The right’s anti-abortion crusade must be seen not as actions being promoted with the sole goal of reducing abortions but as a campaign to exercise control over the rights of others. Ed Kilgore argues that “antichoice activists almost universally regard the very contraceptive measures most associated with reduced abortion rates, especially the highly effective IUD, not as contraceptives at all but as ‘abortifacients,’ because they operate (or might operate) to interfere with the implantation of fertilized ova on the uterine wall.”  He concluded his discussion of Talbot’s article by writing:

None of this, however, is the least bit surprising if you think all abortions—including the “abortion” of fertilized ova that may occur when an IUD or a Plan B pill—or any other hormonal birth control method—is used—are equally horrific acts of homicide. That is the position of virtually every “right to life” group in the country. So their propaganda focus on late-term abortions is entirely strategic. For all the millions of tears shed about the “barbarity” of the tiny handful of late-term abortions performed legally (or illegally, as was the case with Dr. Kermit Gosnell, whose clinic antichoicers have seized on with enormous glee), the antichoice goal is as it has always been to use widespread instinctive unease with late-term abortions as a stepping stone to a total abortion ban, which would extend to “abortifacient” devices like IUDs. Nobody should forget that for a moment.

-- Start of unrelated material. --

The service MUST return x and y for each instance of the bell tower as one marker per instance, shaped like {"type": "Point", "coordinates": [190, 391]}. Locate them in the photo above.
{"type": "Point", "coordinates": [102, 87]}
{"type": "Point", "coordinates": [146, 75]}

While to a certain degree true, the problem remains that many on the religious right see the use of contraception by others as something they have the right to regulate, regardless of the mechanism of action. BooMan responds to this by asking, “should we consider these people to just be deluded? Or, should we consider them to be primarily concerned not about abortion, but with preventing women from having sex out of wedlock? Is the idea basically that if women can’t separate sex from child-bearing that they will save themselves for marriage?”

I hate to try to say what the motivation is of others, but I suspect that for most who seek to restrict reproductive rights the prevention of sex out of wedlock is only part of their motivation for opposing both abortion and contraception. Their desire to control reproductive rights and the bodies of women extends to married women and is not limited to preventing sex out of wedlock, as much as they might desire to do this.